Bugles sang over much of Britain in the middle ages, filling the evening air and listeners’ ears with mournful sounds of aching beauty. Bands of musicians gathered in diverse places whose names still reflect those assemblies: Cranbourne, Carnforth, Carnwich – the crane’s stream, crane’s ford, bog of the cranes. And here, where a Roman road sweeps up to one of the higher points of a low county, I stand on Crane Hill.
A visit to a familiar haunt 500 miles to the east last month has inspired me back to this spot. In faraway Lower Saxony, northern Germany, and through an open bedroom window, came the calls of the dusk buglers, a flock of cranes flying in the half-light to roost, their plaintive cries pitching and rolling in minor keys. So mellifluous are the tones of these aerial troubadours, far more varied than any lusty skein of geese.
Indeed, crane music is embedded in much north European composition; on my way here, I turned on the radio, only to be greeted by some Jean Sibelius. The Finnish composer also wrote Scene with Cranes. Two days before his death, he delighted in hearing again “the birds of my youth”.
But here, today, no cranes call on this clay-capped plateau, no slender-necked birds stalk the thoroughly drained fields of growing wheat. The spinney, with its thrusting bluebell leaves and badger sett, refuses to mutate into squishy alder carr. My medieval predecessors must have walked over this ground with perennially wet feet. Yet only the name of Crane Hill is left today, a vestigial clue to the damp pasture and soggy scrubland that surely drew the flocks here.

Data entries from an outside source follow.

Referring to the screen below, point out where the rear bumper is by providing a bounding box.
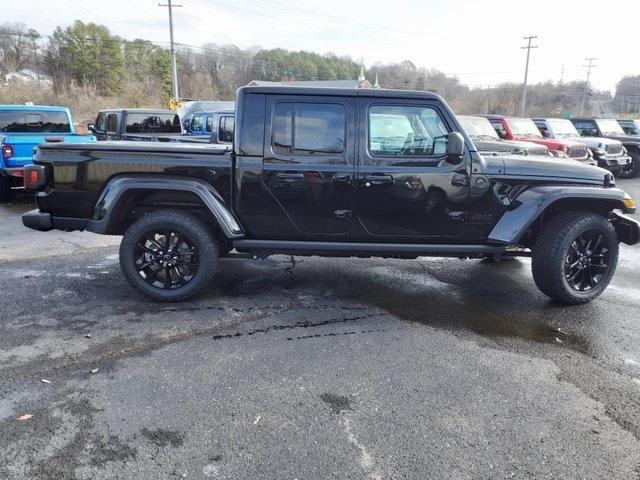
[22,209,88,232]
[2,168,25,188]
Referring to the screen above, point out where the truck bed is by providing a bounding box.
[34,141,233,219]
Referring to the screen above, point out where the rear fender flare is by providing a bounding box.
[88,175,244,238]
[488,185,636,245]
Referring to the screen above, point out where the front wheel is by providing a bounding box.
[119,210,219,301]
[532,212,619,305]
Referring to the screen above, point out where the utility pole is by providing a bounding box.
[580,57,597,116]
[520,35,538,117]
[159,0,182,100]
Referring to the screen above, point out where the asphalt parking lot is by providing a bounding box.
[1,180,640,480]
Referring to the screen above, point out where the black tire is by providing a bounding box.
[119,210,219,301]
[0,176,13,202]
[532,211,618,305]
[618,151,640,179]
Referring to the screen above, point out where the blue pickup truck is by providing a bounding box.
[0,105,95,201]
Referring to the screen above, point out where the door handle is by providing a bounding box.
[332,172,352,182]
[276,172,304,181]
[363,174,393,185]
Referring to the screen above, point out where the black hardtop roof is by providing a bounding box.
[569,117,613,121]
[194,108,235,114]
[484,114,517,120]
[531,117,573,121]
[98,108,177,114]
[238,85,443,101]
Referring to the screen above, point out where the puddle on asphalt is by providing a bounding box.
[208,257,596,355]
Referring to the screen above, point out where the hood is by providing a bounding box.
[470,137,548,155]
[562,136,620,149]
[484,154,610,184]
[601,134,640,145]
[512,135,582,150]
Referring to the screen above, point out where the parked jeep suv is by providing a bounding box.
[618,119,640,136]
[458,115,549,156]
[21,86,639,305]
[533,118,630,175]
[485,115,593,165]
[571,118,640,178]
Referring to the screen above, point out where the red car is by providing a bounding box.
[485,115,594,165]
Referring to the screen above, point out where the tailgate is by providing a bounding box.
[2,134,95,167]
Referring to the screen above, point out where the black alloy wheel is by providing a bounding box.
[134,229,199,290]
[120,210,219,301]
[563,229,610,292]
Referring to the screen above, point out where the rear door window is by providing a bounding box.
[271,103,345,156]
[218,115,235,143]
[106,114,118,134]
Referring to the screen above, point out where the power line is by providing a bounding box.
[580,57,597,116]
[520,35,538,116]
[158,0,182,99]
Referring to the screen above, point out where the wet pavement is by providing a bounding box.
[1,180,639,479]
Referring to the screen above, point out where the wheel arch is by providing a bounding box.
[86,175,244,238]
[488,185,638,247]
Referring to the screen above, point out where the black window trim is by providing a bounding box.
[365,101,452,161]
[269,100,348,159]
[218,114,234,143]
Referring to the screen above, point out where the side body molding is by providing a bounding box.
[488,185,635,245]
[87,175,245,238]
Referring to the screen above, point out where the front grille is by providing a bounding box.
[605,144,623,155]
[567,145,588,159]
[527,146,548,156]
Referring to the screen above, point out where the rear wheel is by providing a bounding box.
[0,176,13,202]
[532,212,618,305]
[618,151,640,179]
[119,210,219,301]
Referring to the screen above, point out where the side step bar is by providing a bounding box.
[232,239,507,258]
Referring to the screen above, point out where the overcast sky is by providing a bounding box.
[6,0,638,93]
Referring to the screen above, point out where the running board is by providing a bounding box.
[232,239,507,258]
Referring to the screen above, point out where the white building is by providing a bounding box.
[4,69,53,86]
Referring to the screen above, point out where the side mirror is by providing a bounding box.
[446,132,465,163]
[87,123,97,134]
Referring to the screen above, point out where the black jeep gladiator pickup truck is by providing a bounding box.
[22,86,639,304]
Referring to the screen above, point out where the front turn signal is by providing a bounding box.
[623,196,635,210]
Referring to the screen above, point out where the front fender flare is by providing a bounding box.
[487,185,635,245]
[87,175,244,238]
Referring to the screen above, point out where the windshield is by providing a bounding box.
[0,110,71,133]
[595,119,625,136]
[458,116,499,139]
[547,119,580,138]
[507,118,542,137]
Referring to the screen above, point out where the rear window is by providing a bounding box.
[272,102,345,155]
[125,113,181,134]
[0,110,71,133]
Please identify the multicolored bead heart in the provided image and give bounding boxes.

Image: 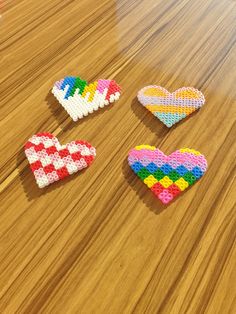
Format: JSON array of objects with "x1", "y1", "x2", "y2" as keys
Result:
[
  {"x1": 25, "y1": 133, "x2": 96, "y2": 188},
  {"x1": 52, "y1": 76, "x2": 121, "y2": 121},
  {"x1": 138, "y1": 86, "x2": 205, "y2": 127},
  {"x1": 128, "y1": 146, "x2": 207, "y2": 204}
]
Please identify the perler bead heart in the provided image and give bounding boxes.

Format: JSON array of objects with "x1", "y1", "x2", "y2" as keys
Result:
[
  {"x1": 138, "y1": 86, "x2": 205, "y2": 127},
  {"x1": 52, "y1": 76, "x2": 121, "y2": 121},
  {"x1": 128, "y1": 146, "x2": 207, "y2": 204},
  {"x1": 24, "y1": 133, "x2": 96, "y2": 188}
]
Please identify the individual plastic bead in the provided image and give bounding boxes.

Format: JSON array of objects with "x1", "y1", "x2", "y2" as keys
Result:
[
  {"x1": 158, "y1": 190, "x2": 173, "y2": 204},
  {"x1": 144, "y1": 175, "x2": 158, "y2": 188},
  {"x1": 168, "y1": 170, "x2": 181, "y2": 182},
  {"x1": 176, "y1": 165, "x2": 188, "y2": 176},
  {"x1": 146, "y1": 162, "x2": 158, "y2": 173},
  {"x1": 137, "y1": 168, "x2": 150, "y2": 180},
  {"x1": 159, "y1": 176, "x2": 173, "y2": 188},
  {"x1": 160, "y1": 163, "x2": 173, "y2": 175},
  {"x1": 183, "y1": 172, "x2": 197, "y2": 185},
  {"x1": 151, "y1": 182, "x2": 165, "y2": 196},
  {"x1": 175, "y1": 178, "x2": 189, "y2": 191},
  {"x1": 168, "y1": 184, "x2": 181, "y2": 197},
  {"x1": 153, "y1": 169, "x2": 165, "y2": 181},
  {"x1": 192, "y1": 166, "x2": 203, "y2": 179},
  {"x1": 130, "y1": 162, "x2": 143, "y2": 173}
]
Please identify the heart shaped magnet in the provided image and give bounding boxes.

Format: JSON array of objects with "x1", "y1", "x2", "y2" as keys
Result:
[
  {"x1": 52, "y1": 76, "x2": 121, "y2": 121},
  {"x1": 128, "y1": 145, "x2": 207, "y2": 204},
  {"x1": 25, "y1": 133, "x2": 96, "y2": 188},
  {"x1": 138, "y1": 86, "x2": 205, "y2": 127}
]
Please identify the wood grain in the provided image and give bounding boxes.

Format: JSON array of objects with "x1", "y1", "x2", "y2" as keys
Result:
[{"x1": 0, "y1": 0, "x2": 236, "y2": 313}]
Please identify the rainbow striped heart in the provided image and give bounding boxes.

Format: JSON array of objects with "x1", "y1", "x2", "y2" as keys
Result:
[
  {"x1": 52, "y1": 76, "x2": 121, "y2": 121},
  {"x1": 128, "y1": 145, "x2": 207, "y2": 204},
  {"x1": 138, "y1": 86, "x2": 205, "y2": 127}
]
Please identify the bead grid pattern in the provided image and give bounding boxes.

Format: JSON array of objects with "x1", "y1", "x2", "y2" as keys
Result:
[
  {"x1": 52, "y1": 76, "x2": 121, "y2": 121},
  {"x1": 25, "y1": 133, "x2": 96, "y2": 188},
  {"x1": 138, "y1": 86, "x2": 205, "y2": 127},
  {"x1": 128, "y1": 145, "x2": 207, "y2": 204}
]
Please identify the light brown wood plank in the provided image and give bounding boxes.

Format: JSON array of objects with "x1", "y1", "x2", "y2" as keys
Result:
[{"x1": 0, "y1": 0, "x2": 235, "y2": 313}]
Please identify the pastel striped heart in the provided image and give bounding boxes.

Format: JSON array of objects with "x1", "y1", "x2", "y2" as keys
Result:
[
  {"x1": 128, "y1": 146, "x2": 207, "y2": 204},
  {"x1": 138, "y1": 86, "x2": 205, "y2": 127},
  {"x1": 52, "y1": 76, "x2": 121, "y2": 121},
  {"x1": 25, "y1": 133, "x2": 96, "y2": 188}
]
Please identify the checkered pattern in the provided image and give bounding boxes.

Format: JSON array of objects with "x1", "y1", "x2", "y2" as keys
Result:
[
  {"x1": 128, "y1": 146, "x2": 207, "y2": 204},
  {"x1": 52, "y1": 76, "x2": 121, "y2": 121},
  {"x1": 25, "y1": 133, "x2": 96, "y2": 188},
  {"x1": 138, "y1": 86, "x2": 205, "y2": 127}
]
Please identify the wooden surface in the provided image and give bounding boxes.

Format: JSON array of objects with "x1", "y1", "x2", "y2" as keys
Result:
[{"x1": 0, "y1": 0, "x2": 236, "y2": 313}]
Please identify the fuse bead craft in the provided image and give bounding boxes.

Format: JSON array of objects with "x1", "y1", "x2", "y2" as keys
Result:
[
  {"x1": 128, "y1": 146, "x2": 207, "y2": 204},
  {"x1": 137, "y1": 86, "x2": 205, "y2": 127},
  {"x1": 52, "y1": 76, "x2": 121, "y2": 121},
  {"x1": 25, "y1": 133, "x2": 96, "y2": 188}
]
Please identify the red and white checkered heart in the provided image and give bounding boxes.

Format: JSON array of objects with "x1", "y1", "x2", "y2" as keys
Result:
[{"x1": 24, "y1": 133, "x2": 96, "y2": 188}]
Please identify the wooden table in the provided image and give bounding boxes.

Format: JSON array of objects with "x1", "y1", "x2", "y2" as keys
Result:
[{"x1": 0, "y1": 0, "x2": 235, "y2": 313}]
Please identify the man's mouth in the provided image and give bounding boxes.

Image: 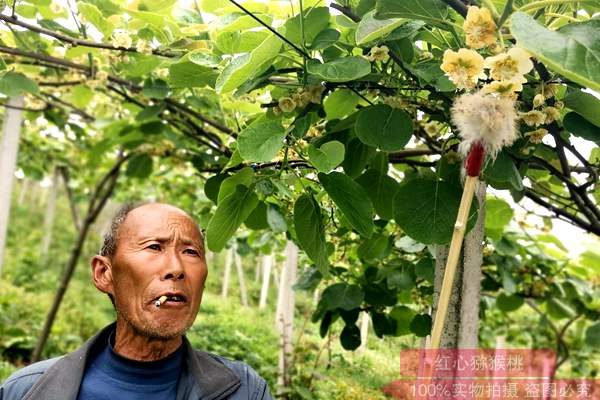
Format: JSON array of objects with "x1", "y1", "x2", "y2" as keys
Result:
[{"x1": 153, "y1": 293, "x2": 187, "y2": 307}]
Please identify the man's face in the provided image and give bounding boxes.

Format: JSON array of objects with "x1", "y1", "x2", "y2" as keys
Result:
[{"x1": 105, "y1": 204, "x2": 208, "y2": 339}]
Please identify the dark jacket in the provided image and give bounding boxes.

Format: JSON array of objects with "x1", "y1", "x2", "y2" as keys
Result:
[{"x1": 0, "y1": 323, "x2": 272, "y2": 400}]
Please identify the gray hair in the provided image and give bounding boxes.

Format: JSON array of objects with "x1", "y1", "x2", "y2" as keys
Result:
[{"x1": 99, "y1": 202, "x2": 145, "y2": 258}]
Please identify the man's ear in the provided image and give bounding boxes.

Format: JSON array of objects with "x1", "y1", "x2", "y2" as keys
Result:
[{"x1": 91, "y1": 255, "x2": 114, "y2": 296}]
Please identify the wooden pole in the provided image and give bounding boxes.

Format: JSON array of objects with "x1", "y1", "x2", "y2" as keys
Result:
[
  {"x1": 430, "y1": 175, "x2": 478, "y2": 349},
  {"x1": 234, "y1": 250, "x2": 248, "y2": 307},
  {"x1": 40, "y1": 167, "x2": 60, "y2": 259},
  {"x1": 259, "y1": 254, "x2": 273, "y2": 309},
  {"x1": 221, "y1": 247, "x2": 232, "y2": 299},
  {"x1": 0, "y1": 96, "x2": 24, "y2": 277}
]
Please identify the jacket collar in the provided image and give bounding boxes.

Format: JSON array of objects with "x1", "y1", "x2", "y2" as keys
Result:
[{"x1": 22, "y1": 322, "x2": 240, "y2": 400}]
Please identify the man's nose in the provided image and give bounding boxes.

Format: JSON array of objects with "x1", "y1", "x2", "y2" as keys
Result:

My fellow country diarist Mark Cocker’s indispensable Birds Britannica records the crane’s calamitous decline in history, from King John feeding 100 paupers on cranes caught by his falcons on a hunting expedition, to Elizabeth I being offered just a single bird in a banquet laid out 30 miles from here as the crane flies. If they are to come back here, then wetness is key.